Recuerda las guerras de religión. Cuántas guerras, cuánto sufrimiento, cuanto
horror se ha producido en nombre de Dios. Cualquier Dios. Y Dios, sea el que
sea, se preguntará: ¿y cuándo dije yo esto? Y lo mismo con la Libertad. A los
ególatras enfermos e insensibles les gusta poner de bandera las ideas que
susciten una pronta, grande y férrea adhesión, que provoquen un fuerte
revulsivo en las gentes. Afortunadamente nadie ha hecho una guerra por el Amor.
Qué cosas.
—Vaya
disparate.
—Así es.
Pero sucedió y sucede. Y detrás de esas falsas ideas de dios están los
protagonismos vergonzosos a los que aludía antes. Y volvemos a dar la vuelta a
la rueda para quedar como al principio.
— ¿Y no hay
forma de salir de ese círculo vicioso?
—Después
de decenas de miles de años… lo dudo. Parece que es nuestro signo de identidad.
¿Te imaginas, con estos mimbres, descubrir un planeta con seres como nosotros
pero menos evolucionados tecnológicamente? ¿Qué haríamos con ellos? No quiero
ni pensarlo. Pobrecillos.
La única
esperanza, larga en el tiempo, pero más segura para modificar este patrón
ancestral es la educación, Nora. Los seres humanos andamos con la educación de
forma poco sería. Se nos antoja algo que debe servir a no sé qué oscuras
causas. Todo lo que no sea educación
para el respeto de la vida es coña marinera. Cuando se habla de educación se
han de poner muy altas las miras, muy lejos en el tiempo, y trabajar
incansables para modificar la conducta humana hasta que aparezca en el ADN.

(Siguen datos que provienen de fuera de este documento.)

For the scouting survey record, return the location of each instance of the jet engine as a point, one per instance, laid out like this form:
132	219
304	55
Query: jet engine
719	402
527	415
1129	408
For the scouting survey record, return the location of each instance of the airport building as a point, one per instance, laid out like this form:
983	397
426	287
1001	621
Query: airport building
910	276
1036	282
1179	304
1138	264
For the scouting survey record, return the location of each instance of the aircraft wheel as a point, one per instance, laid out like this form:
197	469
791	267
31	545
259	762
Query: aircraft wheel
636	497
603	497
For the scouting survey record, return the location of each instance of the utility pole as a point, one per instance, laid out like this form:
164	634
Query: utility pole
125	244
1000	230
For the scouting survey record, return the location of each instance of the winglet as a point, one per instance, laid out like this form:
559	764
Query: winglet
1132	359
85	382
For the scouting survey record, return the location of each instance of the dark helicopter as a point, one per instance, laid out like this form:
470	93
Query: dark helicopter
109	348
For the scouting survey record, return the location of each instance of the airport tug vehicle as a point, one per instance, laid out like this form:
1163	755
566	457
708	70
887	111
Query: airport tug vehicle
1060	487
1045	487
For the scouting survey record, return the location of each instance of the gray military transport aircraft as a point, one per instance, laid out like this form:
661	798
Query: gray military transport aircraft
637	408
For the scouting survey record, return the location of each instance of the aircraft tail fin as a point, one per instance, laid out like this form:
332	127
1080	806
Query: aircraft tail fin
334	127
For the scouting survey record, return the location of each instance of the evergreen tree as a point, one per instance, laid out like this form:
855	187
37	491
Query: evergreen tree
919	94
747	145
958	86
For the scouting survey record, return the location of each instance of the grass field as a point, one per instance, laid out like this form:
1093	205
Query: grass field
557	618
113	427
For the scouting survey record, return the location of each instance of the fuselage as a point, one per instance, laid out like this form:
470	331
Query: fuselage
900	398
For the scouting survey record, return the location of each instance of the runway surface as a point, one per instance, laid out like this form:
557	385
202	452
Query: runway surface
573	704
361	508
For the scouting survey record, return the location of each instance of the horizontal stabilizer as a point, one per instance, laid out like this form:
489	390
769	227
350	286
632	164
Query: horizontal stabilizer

Todo, absolutamente todo, es una monumental nadería ante el asunto del respeto
por la vida ajena. Y con la vida, todo lo que le es propio: las costumbres, la
cultura… Los humanos somos diferentes en chorradas étnicas y culturales. Pero
todos y cada uno somos un milagro exclusivo en el Universo, con derecho propio
por ser único y por tanto a existir; y nadie, absolutamente nadie ni ninguna
idea o causa, justifica que esa vida singular e irrepetible se sacrifique en
nombre de nada. De nada. No hay bandera, principio, filosofía o dios, que
merezca el sacrificio de una vida, aunque sea solo una, vida humana.
—Ni de
las otras.
—Ni de
las otras.
Cuando
los seres humanos convirtamos la irresistible atracción por el mal en otra
igual por el bien, en ese momento la humanidad habrá llegado a su punto más
alto de evolución. Entonces sí seremos sabios. Entre tanto nos arrastramos como
seres inferiores sumidas en la avaricia, el egoísmo, el ansia de poder…
Hace un
viento caliente proveniente del sur. El mar está calmo y hace calor, pero la
brisa, aunque cálida, contribuye a suavizar la temperatura y hacer algo más
agradable el paseo. El mar, qué grande, qué inmenso, que característica única
de nuestro mundo, ese planeta acogedor, esa maravilla azul en la enormidad del
espacio. Qué gran escenario para grandes seres.